This post briefly reviews William Jeynes, ed., Family Factors And The Educational Success Of Children(New York: Routledge, 2010).
I was excited to obtain this book given the promising title. But my excitement soon dissipated upon reading. Only two of the chapters deal with homeschooling, and neither of these is very compelling. Chapter three, “Families, their Children’s Education, and the Public School: An Historical Review” by Diana Hiatt-Michael, is a competent if cursory overview of family-school relations throughout American history. It includes a brief section on the homeschooling movement. Hiatt-Michael begins,
In response to desegregation rulings, school districts created plans publicly to transport children from neighborhood schools in order to create ethnically diverse schools. Many parents became so enraged with this situation that they removed their children from public schools and enrolled them in private schools, created new schools, or began homeschooling. (p.53)
The only source Hiatt-Michael cites for the claim that desegregation led to homeschooling is a series of interviews she conducted with a certain M. Fantini between 1986 and 1989. As I have no idea who M. Fantini is I have no way of checking this source. I can say that in the course of my own historical research I encountered one other source that similarly claimed a segregationist motive for the trend toward homeschooling among conservative Christians in the 1980s. I tracked down the author of that source and learned that the claim had been based on the testimony of a longtime homeschooling activist. I then contacted that activist who told me that he had no actual evidence of a racial motive. It was just a hunch he had. I discuss all of this in the footnotes of chapter four of my book. The truth is, as I explain in chapter four, that racial segregation had very little to do with the explosion in homeschooling among conservative Christians in the 1980s.
This issue has come up a few times in previous posts I’ve done, most explicitly in my review of an article titled “Homeschooling and Racism.” In that post I go into a bit more detail if you’re interested.

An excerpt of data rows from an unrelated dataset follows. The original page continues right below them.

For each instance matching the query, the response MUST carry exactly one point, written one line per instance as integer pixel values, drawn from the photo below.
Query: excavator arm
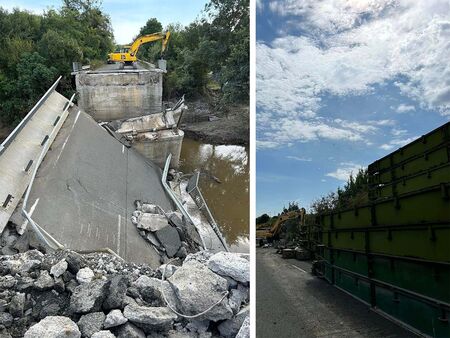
(150, 38)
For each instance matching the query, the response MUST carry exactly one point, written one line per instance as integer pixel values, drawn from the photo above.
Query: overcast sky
(341, 83)
(127, 16)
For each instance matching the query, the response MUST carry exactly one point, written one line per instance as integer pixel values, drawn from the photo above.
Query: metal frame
(33, 110)
(194, 191)
(40, 232)
(175, 198)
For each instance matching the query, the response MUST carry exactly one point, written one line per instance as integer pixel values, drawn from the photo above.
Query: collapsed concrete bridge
(85, 190)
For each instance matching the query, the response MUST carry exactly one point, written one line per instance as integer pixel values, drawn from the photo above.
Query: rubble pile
(67, 294)
(169, 233)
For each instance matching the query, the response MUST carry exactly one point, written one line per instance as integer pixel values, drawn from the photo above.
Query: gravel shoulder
(201, 122)
(290, 302)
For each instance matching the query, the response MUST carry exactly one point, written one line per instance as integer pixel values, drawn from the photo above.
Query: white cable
(178, 313)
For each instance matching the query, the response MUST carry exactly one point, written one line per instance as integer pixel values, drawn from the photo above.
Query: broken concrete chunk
(152, 222)
(231, 327)
(197, 289)
(88, 297)
(130, 331)
(167, 269)
(231, 265)
(103, 334)
(59, 268)
(17, 305)
(91, 323)
(159, 317)
(244, 331)
(114, 318)
(54, 327)
(115, 298)
(85, 275)
(169, 239)
(148, 288)
(149, 208)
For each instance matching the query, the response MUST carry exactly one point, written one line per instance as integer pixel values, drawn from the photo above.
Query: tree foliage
(210, 54)
(354, 193)
(39, 48)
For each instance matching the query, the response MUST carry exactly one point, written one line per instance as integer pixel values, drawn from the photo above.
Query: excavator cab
(126, 55)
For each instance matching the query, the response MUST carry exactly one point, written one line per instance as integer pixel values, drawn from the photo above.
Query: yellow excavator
(267, 233)
(127, 54)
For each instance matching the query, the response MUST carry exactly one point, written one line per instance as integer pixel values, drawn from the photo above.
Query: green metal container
(421, 314)
(427, 278)
(407, 184)
(416, 148)
(429, 242)
(418, 164)
(427, 206)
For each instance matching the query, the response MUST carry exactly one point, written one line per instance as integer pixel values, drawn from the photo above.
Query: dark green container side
(430, 279)
(424, 316)
(408, 184)
(420, 315)
(420, 242)
(427, 206)
(420, 146)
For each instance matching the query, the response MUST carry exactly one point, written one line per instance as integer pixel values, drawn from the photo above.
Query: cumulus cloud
(397, 143)
(404, 108)
(301, 159)
(348, 47)
(343, 172)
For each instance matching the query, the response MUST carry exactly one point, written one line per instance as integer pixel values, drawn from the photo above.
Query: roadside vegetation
(208, 57)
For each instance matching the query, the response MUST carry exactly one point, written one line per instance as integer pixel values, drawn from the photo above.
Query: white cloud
(301, 159)
(351, 46)
(397, 143)
(345, 170)
(403, 108)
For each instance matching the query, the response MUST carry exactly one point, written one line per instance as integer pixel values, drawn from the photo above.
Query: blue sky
(341, 83)
(127, 16)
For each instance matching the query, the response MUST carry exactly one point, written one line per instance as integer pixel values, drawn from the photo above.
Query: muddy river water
(229, 199)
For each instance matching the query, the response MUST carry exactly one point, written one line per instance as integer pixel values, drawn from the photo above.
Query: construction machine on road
(267, 232)
(126, 55)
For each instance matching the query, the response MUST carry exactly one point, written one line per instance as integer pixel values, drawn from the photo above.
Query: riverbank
(202, 122)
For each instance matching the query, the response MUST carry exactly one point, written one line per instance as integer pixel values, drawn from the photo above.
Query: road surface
(290, 302)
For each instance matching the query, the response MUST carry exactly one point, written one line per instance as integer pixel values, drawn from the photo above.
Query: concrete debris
(231, 327)
(230, 265)
(119, 299)
(114, 318)
(198, 288)
(88, 297)
(244, 331)
(85, 275)
(91, 323)
(103, 334)
(54, 327)
(59, 268)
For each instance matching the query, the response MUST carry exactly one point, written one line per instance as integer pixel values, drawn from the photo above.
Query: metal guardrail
(33, 110)
(40, 232)
(176, 200)
(194, 191)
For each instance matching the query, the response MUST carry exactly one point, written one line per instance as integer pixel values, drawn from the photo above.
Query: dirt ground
(202, 122)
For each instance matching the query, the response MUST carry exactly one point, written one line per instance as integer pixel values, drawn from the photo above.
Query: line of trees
(36, 49)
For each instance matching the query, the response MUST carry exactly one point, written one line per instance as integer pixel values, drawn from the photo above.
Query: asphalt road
(290, 302)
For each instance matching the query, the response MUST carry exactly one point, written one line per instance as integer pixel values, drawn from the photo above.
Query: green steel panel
(422, 242)
(425, 278)
(353, 285)
(424, 316)
(419, 315)
(429, 160)
(427, 206)
(417, 147)
(408, 184)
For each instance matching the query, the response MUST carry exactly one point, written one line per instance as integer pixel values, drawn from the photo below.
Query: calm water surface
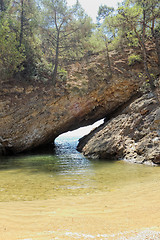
(66, 172)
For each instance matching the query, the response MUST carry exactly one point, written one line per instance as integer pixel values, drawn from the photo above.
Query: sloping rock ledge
(132, 135)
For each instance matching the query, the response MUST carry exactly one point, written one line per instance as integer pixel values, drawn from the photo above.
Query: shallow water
(66, 172)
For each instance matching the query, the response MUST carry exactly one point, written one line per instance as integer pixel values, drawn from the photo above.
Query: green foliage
(11, 57)
(133, 59)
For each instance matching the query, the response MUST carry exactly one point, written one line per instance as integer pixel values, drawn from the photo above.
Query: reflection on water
(66, 172)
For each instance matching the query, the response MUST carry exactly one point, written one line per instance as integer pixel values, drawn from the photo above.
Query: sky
(91, 6)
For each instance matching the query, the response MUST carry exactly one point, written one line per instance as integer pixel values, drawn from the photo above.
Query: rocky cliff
(34, 115)
(133, 134)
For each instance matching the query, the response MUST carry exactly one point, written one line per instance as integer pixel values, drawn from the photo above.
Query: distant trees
(134, 24)
(42, 37)
(64, 29)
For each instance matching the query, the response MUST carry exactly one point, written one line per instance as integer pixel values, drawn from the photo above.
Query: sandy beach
(129, 213)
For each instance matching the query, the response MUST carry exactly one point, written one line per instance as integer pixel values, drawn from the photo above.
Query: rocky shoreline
(133, 135)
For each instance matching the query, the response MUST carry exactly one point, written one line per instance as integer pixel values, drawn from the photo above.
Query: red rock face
(132, 135)
(35, 115)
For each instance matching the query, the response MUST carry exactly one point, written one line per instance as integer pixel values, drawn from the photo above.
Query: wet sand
(130, 212)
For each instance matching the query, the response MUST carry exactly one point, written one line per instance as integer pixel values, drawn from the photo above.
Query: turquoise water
(66, 172)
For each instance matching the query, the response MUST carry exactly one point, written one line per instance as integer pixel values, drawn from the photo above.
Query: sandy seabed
(132, 212)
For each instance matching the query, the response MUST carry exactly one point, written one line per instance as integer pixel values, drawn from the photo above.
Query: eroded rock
(133, 135)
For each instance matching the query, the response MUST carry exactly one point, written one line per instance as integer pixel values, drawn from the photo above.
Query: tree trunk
(154, 35)
(151, 82)
(22, 23)
(2, 5)
(108, 59)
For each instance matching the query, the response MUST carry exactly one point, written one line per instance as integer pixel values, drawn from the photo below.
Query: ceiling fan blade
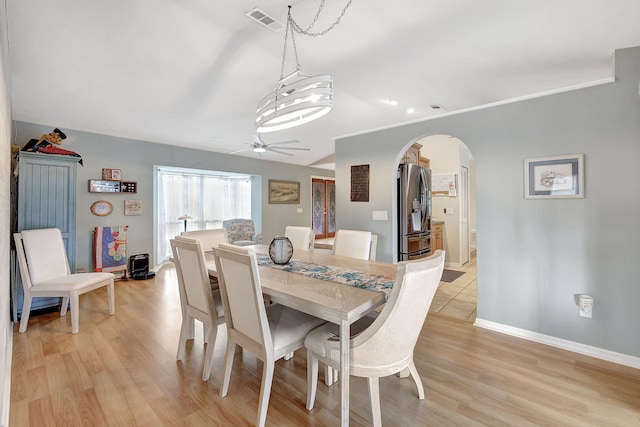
(293, 148)
(278, 151)
(293, 141)
(240, 151)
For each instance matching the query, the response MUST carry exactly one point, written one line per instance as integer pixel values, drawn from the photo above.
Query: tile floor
(458, 298)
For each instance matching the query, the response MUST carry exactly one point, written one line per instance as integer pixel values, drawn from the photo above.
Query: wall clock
(101, 208)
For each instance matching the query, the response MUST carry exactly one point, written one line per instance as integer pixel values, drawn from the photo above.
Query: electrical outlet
(585, 305)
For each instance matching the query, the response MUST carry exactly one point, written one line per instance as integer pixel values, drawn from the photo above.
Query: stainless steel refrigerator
(414, 212)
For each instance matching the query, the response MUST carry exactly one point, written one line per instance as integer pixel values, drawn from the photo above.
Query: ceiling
(185, 72)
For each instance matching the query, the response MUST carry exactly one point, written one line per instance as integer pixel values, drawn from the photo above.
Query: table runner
(330, 273)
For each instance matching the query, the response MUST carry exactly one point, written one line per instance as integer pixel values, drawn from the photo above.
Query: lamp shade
(296, 103)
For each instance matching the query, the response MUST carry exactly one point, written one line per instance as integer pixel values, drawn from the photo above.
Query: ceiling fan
(260, 147)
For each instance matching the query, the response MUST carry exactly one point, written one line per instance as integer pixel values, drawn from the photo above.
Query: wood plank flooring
(121, 370)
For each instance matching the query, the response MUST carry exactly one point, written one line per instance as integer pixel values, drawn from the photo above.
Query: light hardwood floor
(121, 370)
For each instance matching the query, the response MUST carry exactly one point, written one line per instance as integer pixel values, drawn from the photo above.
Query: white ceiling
(184, 71)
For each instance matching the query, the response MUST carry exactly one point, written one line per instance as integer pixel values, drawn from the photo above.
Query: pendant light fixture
(297, 99)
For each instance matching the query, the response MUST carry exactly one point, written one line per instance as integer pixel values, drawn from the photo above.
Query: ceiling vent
(262, 18)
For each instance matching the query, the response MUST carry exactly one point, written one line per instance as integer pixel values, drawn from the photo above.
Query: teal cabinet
(46, 199)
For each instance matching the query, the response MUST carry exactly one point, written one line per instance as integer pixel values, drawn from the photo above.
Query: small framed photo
(554, 177)
(112, 174)
(284, 192)
(133, 207)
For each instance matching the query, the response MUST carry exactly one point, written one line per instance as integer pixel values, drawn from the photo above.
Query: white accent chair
(302, 238)
(269, 333)
(197, 300)
(386, 346)
(44, 269)
(352, 244)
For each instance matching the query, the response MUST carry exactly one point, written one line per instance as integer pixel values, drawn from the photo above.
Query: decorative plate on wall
(101, 208)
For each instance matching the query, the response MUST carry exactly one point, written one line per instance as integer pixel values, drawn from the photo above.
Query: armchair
(44, 269)
(241, 232)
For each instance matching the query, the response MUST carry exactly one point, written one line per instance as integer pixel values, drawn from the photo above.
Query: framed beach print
(554, 177)
(284, 191)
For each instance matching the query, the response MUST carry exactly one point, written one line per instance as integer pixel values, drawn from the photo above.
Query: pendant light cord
(293, 27)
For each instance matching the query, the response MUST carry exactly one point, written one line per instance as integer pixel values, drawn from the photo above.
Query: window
(207, 197)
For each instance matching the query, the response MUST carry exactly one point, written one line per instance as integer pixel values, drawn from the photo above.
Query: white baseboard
(587, 350)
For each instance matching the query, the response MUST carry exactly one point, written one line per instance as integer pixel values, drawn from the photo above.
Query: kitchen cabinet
(46, 199)
(437, 236)
(412, 155)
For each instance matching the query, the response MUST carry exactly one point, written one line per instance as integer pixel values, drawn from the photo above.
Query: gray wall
(136, 160)
(5, 230)
(534, 255)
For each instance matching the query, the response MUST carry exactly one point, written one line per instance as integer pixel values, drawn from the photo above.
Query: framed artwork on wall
(101, 208)
(133, 207)
(284, 191)
(554, 177)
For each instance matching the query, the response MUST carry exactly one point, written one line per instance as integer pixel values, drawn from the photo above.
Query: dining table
(334, 302)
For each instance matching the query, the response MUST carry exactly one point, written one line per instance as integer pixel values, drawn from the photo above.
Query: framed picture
(101, 208)
(111, 174)
(104, 186)
(360, 183)
(554, 177)
(133, 207)
(284, 191)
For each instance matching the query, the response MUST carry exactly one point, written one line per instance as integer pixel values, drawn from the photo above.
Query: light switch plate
(379, 216)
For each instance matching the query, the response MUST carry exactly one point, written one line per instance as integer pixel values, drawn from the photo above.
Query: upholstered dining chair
(197, 300)
(352, 244)
(241, 232)
(302, 238)
(386, 346)
(269, 333)
(44, 269)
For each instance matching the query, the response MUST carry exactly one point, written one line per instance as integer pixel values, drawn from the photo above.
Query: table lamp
(184, 218)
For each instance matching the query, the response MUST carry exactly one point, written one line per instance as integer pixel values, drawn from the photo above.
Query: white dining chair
(44, 269)
(197, 300)
(352, 244)
(269, 333)
(386, 346)
(302, 238)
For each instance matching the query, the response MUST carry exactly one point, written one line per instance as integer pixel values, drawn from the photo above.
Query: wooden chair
(44, 269)
(302, 238)
(386, 346)
(197, 300)
(269, 333)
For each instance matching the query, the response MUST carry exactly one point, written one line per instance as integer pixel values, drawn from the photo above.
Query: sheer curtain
(207, 197)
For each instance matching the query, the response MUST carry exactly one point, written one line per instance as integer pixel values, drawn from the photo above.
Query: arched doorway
(454, 211)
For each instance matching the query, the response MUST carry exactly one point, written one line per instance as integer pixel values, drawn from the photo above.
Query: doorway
(323, 207)
(449, 157)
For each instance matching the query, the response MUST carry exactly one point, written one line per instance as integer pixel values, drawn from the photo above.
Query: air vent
(262, 18)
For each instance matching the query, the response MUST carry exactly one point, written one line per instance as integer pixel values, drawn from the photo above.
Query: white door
(464, 215)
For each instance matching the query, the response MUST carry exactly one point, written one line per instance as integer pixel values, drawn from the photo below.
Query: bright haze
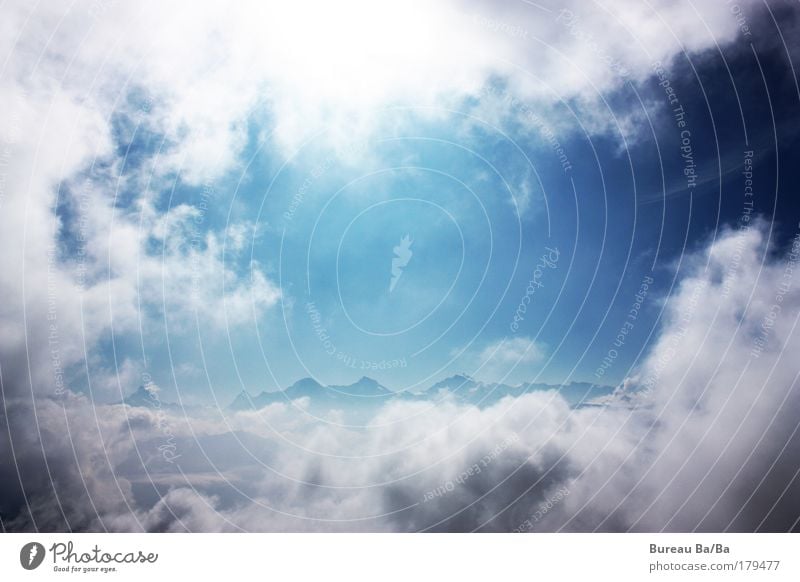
(399, 266)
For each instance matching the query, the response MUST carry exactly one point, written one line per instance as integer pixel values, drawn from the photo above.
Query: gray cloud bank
(703, 438)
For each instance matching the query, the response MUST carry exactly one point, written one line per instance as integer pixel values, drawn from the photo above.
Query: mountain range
(367, 393)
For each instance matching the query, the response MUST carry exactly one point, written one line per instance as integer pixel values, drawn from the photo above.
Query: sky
(203, 200)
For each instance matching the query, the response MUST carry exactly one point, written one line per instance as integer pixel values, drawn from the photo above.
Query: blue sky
(200, 198)
(482, 193)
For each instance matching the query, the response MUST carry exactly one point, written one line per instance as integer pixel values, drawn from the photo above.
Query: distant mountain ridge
(367, 394)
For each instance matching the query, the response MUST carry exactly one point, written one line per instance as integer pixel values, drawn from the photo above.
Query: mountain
(367, 393)
(147, 397)
(364, 392)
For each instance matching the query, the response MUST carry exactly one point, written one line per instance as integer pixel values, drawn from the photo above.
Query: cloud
(704, 440)
(709, 443)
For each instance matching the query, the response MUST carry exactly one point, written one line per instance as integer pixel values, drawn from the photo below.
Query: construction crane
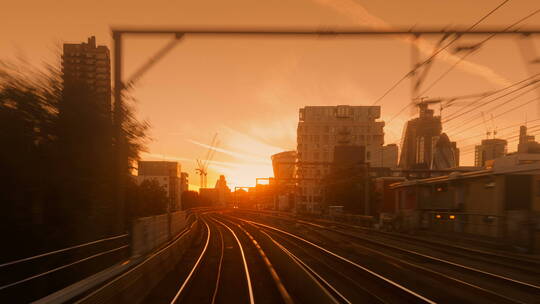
(202, 165)
(445, 102)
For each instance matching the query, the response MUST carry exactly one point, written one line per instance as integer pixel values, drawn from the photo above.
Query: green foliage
(57, 158)
(146, 199)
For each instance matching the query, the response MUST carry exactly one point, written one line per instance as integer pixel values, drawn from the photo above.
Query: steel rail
(62, 250)
(196, 266)
(179, 237)
(296, 31)
(395, 284)
(473, 286)
(61, 267)
(317, 278)
(533, 287)
(246, 268)
(220, 266)
(277, 280)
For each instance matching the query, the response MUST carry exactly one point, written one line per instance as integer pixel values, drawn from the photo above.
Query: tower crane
(202, 165)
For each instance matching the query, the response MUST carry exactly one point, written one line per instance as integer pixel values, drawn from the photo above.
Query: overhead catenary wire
(462, 110)
(462, 125)
(504, 128)
(475, 49)
(435, 53)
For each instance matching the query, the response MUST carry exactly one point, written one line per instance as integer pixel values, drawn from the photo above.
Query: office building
(167, 174)
(527, 143)
(489, 149)
(87, 66)
(320, 130)
(420, 141)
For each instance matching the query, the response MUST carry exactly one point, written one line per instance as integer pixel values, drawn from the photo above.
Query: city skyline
(305, 72)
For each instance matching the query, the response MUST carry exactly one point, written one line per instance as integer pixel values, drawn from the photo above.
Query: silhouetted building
(320, 129)
(419, 140)
(445, 154)
(88, 66)
(348, 181)
(527, 144)
(184, 182)
(208, 196)
(223, 191)
(284, 164)
(167, 174)
(489, 149)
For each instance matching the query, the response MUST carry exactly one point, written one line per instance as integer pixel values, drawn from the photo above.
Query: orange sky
(249, 90)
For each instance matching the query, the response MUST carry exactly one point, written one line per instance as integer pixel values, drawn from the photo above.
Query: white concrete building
(167, 174)
(320, 129)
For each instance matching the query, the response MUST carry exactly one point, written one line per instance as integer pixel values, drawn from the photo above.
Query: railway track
(333, 273)
(496, 262)
(422, 263)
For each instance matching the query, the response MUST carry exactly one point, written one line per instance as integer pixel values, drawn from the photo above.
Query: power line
(492, 100)
(475, 49)
(451, 116)
(507, 127)
(435, 53)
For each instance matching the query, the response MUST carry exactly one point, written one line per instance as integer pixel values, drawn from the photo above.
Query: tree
(56, 177)
(146, 199)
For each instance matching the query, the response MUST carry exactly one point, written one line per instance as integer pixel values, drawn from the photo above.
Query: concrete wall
(135, 284)
(149, 233)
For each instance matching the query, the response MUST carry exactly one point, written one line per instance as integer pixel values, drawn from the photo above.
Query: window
(342, 111)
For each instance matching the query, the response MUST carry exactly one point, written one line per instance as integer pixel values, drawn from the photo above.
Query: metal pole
(118, 118)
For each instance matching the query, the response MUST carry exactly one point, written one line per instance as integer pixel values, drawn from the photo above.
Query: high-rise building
(489, 149)
(527, 143)
(167, 174)
(320, 129)
(283, 164)
(88, 66)
(419, 143)
(184, 182)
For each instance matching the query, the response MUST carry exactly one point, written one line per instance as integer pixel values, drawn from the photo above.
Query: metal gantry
(178, 33)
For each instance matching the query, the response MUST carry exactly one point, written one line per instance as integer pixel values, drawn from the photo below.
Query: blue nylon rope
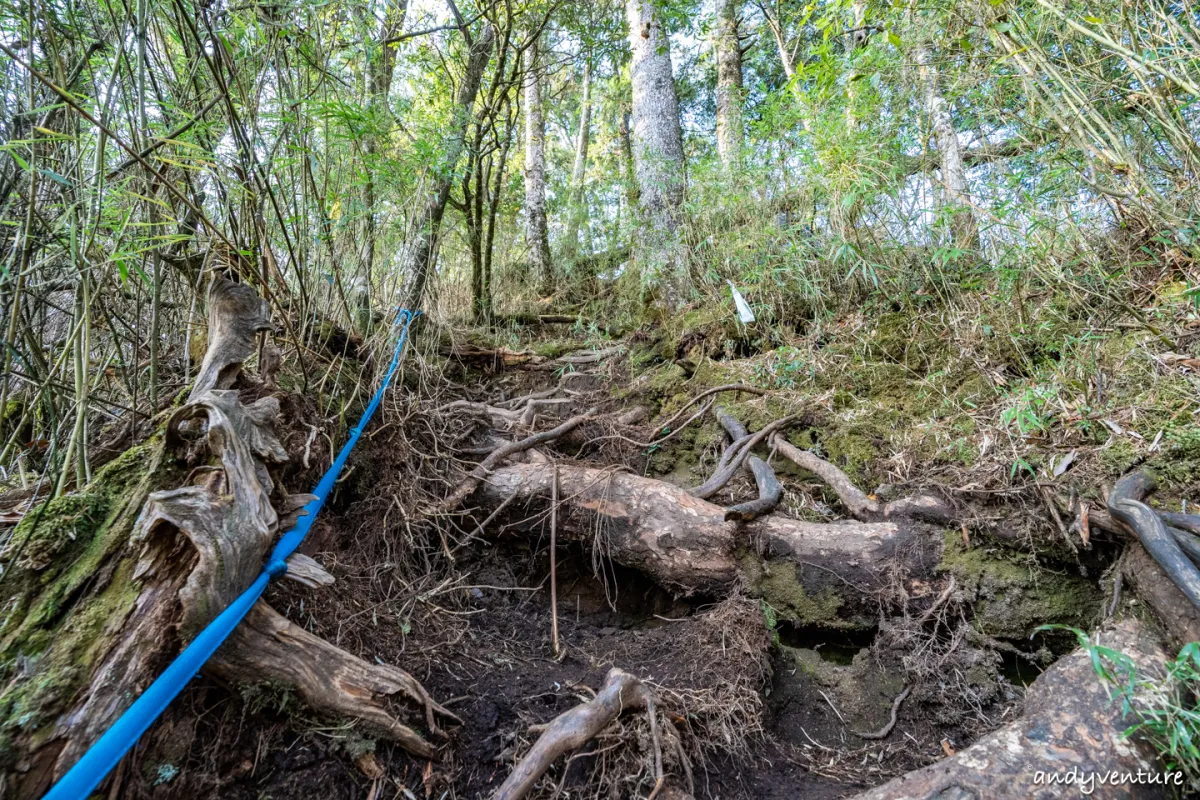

The second chapter in the book that deals with homeschooling is the concluding chapter to the volume, titled “Families Home Schooling in a Virtual Charter School System” by Carol Klein and Mary Poplin. If that title rings a bell that is because I reviewed it already when it was published in 2008 in Marriage and Family Review. In my review of the 2008 article I expressed my disappointment that the article was based on the same data that had formed the basis of Klein’s fine 2006 book Virtual Charter Schools and Home Schooling. That book had been based on research done during the 2004-2005 school year, and when it first came out it was fresh and exciting. But the virtual school movement has been changing so rapidly that by 2008 data from the 2004 school year was quite dated. Well, now this 2010 publication from Routledge includes that 2008 article COMPLETELY UNCHANGED! I couldn’t believe it. Whether the editor or the authors should be blamed I’m not sure, but how could anyone justify re-publishing an article in 2010 that includes the following statements:
This last year closed with six CAVA [California Virtual Academy] schools in operation with school enrollments now totaling approximately 3,500 students. CAVA has sustained a rate of growth that has doubled each year. A charter application for an additional school has been granted by the state and is scheduled to open on July 1, 2006 with an estimated enrollment of 150 students…. Last year grades k-9 were offered; next fall (2006) 10th grade will be added… (p.391)
How much trouble would it have been for Klein or the editors to contact CAVA for more current information? But for whatever reason, they did not. As I said in my review of the 2008 article, nothing new here is added to the material found in Klein’s 2006 book, despite the fact that a lot of important stuff has happened in the world of cyberschools since 2004. When it first came out, Kein’s book was one of the only substantial studies extant on the movement. That is no longer the case, but you wouldn’t know it from this chapter.
In closing I must conclude, sadly, that this enticingly-titled collection of essays is of no help at all for homeschooling research.